Parents should sharpen their communication skills and do their homework to prepare for teacher's conferences, which will be held Nov. 12 and Nov. 13 in the Lawrence public schools.
Open communication between parents and their children and their children's teachers is crucial if parents want to do all they can to support their children's school endeavors, educators say.
Home life affects school work, yet teachers can't know everything that happens at home, and parents can't know everything that happens at school.
That makes it important for parents and teachers to talk openly about students' performance in both settings, said Roma Earles, gifted education consultant at Lawrence High School.
"It is a partnership," she said.
EARLES AND SANDY Sanders, fifth- and sixth-grade teacher at Cordley Elementary School, shared some tips about how to make parent-teacher conferences successful.
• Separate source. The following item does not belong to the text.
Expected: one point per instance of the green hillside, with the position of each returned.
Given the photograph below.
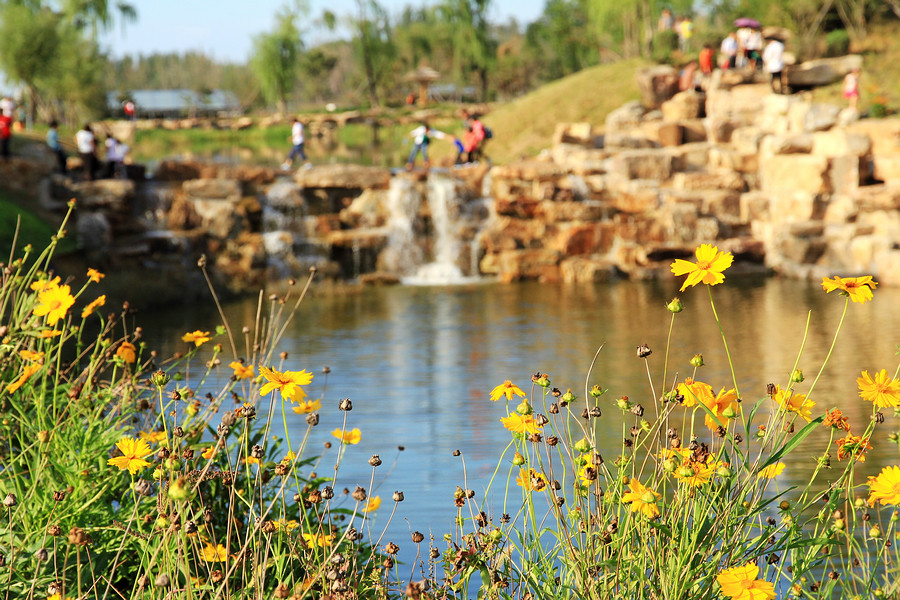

Additional tips were provided by the staff at Central Junior High School:
Before the conference, ask your children what subjects they like best and least, and why. Ask if there is anything they would like to ask the teacher. Explain that you are meeting with their teachers to try to help them.
Make notes about what you would like to ask. "In 20 minutes it's really hard to cover a lot if they don't have some specific things they're interested in," Sanders said.
At the conference, ask the most important questions first. Sanders tries to begin conferences by asking parents if they have any major concerns, whether they be academic or social. It helps if parents come prepared to talk.
ASK TEACHERS what they expect from the student, what the student's strengths and weaknesses are, whether the student actively participates in class and how the student's work compares with that of other students at the same level. Parents have to know what students need help with before they can help them, Earles said.
Be open. If a child is having a problem, knowing all the variables can help teachers address the problem more effectively, Sanders said. She tries to find out from parents how children behave at home so she can compare that with the behavior she observes at school. If a child is talkative at home, but quiet at school, that could mean something is making him or her uncomfortable at school or that the child is bottling up his or her emotions at school and letting them out at home.
Teachers may find out through conversation at conferences that parents had some of the same learning problems their children are having, and that can help teachers solve the problem, Sanders said.
It also can be helpful for teachers and parents to compare their perceptions of the child's performance. "I think conferences are at the top of the list for anything we do that's worthwhile because . . . it helps us be a lot more effective with (students') needs," Sanders said.
As the conference ends, sum up decisions you've made together about how to help the child.
After the conference, tell your child what you and the teacher discussed and decided. Make sure your child knows that you are trying to help.
Start working immediately on what you and the teacher decided to do.